Isu pernikahan sesama jenis kembali mengguncang perbincangan publik di Jepang setelah Pengadilan Tinggi Tokyo memutuskan bahwa penolakan terhadap pernikahan sesama jenis dianggap konstitusional. Putusan ini menandai perubahan besar dalam dinamika hukum yang berkaitan dengan kehidupan di Jepang, terutama karena sebelumnya lima putusan tingkat tinggi lain menyatakan sebaliknya. Keputusan terbaru ini menjadi pertama kalinya pengadilan tingkat tinggi memihak pada status quo.
Gugatan yang Berawal dari Delapan Penggugat
Kasus ini diajukan oleh delapan orang dalam hubungan sesama jenis yang tinggal di Tokyo. Mereka menilai bahwa aturan dalam hukum perdata yang menolak pengakuan pernikahan sesama jenis melanggar hak konstitusional warga negara. Menurut mereka, pembatasan tersebut menghambat hak untuk membangun keluarga sesuai identitas gender dan orientasi seksual—bagian penting dari keseharian dalam kehidupan di Jepang.
Pada Maret tahun lalu, pengadilan tingkat pertama mengakui bahwa kondisi tersebut berada dalam “keadaan inkonstitusional”, namun tetap menolak tuntutan ganti rugi. Para penggugat kemudian mengajukan banding, berharap putusan lebih progresif.
Pembalikan Tren Putusan Sebelumnya
Sejak 2019, enam gugatan mengenai pernikahan sesama jenis diajukan di berbagai wilayah Jepang. Putusan-putusan pengadilan negeri sebelumnya beragam—dua menyatakan inkonstitusional, tiga menyebut “inkonstitusional secara kondisi”, dan satu menyatakan konstitusional. Pada tingkat banding, seluruh putusan sebelumnya menyebut penolakan pernikahan sesama jenis sebagai inkonstitusional.

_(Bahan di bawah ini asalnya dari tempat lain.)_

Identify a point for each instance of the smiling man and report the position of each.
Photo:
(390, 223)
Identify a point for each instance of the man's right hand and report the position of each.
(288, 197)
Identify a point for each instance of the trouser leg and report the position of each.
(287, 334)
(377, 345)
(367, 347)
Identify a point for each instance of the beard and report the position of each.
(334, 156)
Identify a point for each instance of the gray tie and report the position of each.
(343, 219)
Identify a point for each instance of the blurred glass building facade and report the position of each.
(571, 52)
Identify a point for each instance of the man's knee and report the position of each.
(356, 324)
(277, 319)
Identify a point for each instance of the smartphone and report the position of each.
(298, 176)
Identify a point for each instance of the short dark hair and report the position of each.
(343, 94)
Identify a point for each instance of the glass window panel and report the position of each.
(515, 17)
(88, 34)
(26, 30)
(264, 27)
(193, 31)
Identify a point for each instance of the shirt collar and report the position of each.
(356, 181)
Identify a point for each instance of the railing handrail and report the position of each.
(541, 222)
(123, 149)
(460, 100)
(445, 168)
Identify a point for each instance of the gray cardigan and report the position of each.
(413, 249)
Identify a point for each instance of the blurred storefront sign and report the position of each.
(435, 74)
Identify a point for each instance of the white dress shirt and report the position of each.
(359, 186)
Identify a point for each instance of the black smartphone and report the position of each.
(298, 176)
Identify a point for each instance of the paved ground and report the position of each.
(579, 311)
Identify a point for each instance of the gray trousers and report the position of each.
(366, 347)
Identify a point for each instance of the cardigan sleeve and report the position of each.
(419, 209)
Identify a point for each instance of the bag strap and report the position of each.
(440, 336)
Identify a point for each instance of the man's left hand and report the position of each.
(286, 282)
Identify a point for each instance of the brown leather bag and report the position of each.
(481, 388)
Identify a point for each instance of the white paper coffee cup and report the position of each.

Namun kini, Pengadilan Tinggo Tokyo berbalik arah, menegaskan sikap bahwa aturan yang berlaku masih sesuai konstitusi. Putusan ini tentu menambah babak baru dalam dinamika hukum dan sosial terkait kehidupan di Jepang, terutama bagi komunitas LGBTQ+ yang berharap adanya reformasi regulasi.
Perdebatan yang Semakin Panas
Keputusan ini bukan hanya menggugurkan tuntutan para penggugat, tetapi juga memunculkan kembali perdebatan nasional tentang kesetaraan pernikahan. Banyak pihak menilai bahwa masyarakat Jepang kini jauh lebih terbuka terhadap keberagaman dibanding beberapa dekade lalu, sehingga hukum dianggap perlu menyesuaikan perkembangan sosial tersebut. Namun sebagian lainnya masih berpegang pada interpretasi tradisional perkawinan.